2025-12-11
Şehrin En Karanlık Gerçeği
İstanbul, son yıllarda yalnızca büyüyen nüfusunun ve gökdelenlerinin değil, sokaklarında şekillenen yeni nesil suç örgütlerinin ağırlığını da taşıyor. İstanbul Cumhuriyet Başsavcılığı’nın bir silahlı yapı hakkında hazırladığı iddianame, bir şehrin mutlu edemediği çocukları kimin sahiplendiğine dair en karanlık cevaplardan birini barındırıyor.
CİHAT ARPACIK
Esenyurt’ta, mart ayının kuru bir akşamüstü.

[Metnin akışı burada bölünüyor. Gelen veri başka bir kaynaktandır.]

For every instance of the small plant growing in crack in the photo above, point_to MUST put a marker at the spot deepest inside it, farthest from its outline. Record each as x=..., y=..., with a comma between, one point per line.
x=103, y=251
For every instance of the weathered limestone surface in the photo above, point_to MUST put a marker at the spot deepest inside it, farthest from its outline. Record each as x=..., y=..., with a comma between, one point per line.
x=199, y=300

Bir apartmanın dördüncü katındaki daireye giren polis, odanın bir köşesinde dizüstü çökmüş üç çocuk buluyor. Üçünün de yaşları küçük. Şaşkınlıkla birbirlerine bakıyorlar, polis ekiplerinin yüzlerindeki sertlik, onların şaşkınlığını çoktan geride bırakmış.

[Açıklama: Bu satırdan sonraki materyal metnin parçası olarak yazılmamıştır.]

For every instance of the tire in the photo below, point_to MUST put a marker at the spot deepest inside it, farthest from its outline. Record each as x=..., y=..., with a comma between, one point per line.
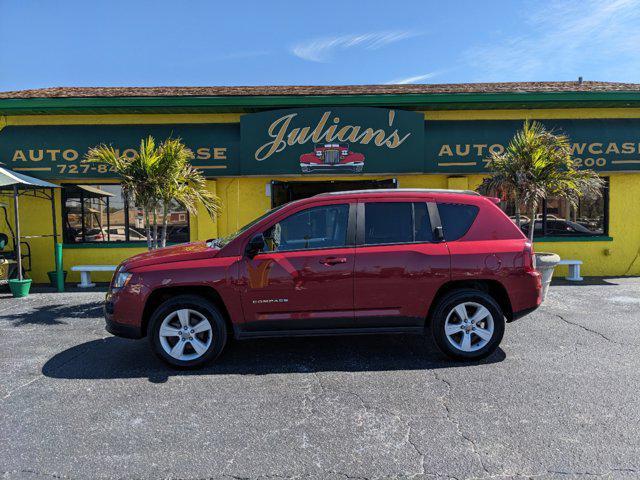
x=482, y=333
x=188, y=348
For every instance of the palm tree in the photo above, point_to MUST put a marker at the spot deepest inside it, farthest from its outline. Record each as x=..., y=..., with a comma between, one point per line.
x=156, y=176
x=181, y=182
x=537, y=164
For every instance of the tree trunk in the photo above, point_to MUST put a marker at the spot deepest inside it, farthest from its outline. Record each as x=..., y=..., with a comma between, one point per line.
x=532, y=224
x=155, y=227
x=147, y=227
x=165, y=208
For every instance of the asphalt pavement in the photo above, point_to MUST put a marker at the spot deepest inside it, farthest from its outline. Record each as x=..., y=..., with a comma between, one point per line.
x=560, y=399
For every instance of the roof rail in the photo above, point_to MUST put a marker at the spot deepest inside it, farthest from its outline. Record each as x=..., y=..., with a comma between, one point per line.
x=402, y=190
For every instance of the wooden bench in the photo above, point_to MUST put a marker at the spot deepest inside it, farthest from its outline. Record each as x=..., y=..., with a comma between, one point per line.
x=85, y=273
x=574, y=269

Odanın ortasında bir masa var. Masanın üzerinde fişekler, parçalanmış bir silahın metal aksamı ve yasak nitelikte mühimmatı. Duvar dibinde yarım bırakılmış bir dürüm, televizyonda sessizce dönen bir klip. Polislerden biri odanın içine girerken, diğerleri mutfak tezgâhına dizilmiş çay bardaklarına bakıyor.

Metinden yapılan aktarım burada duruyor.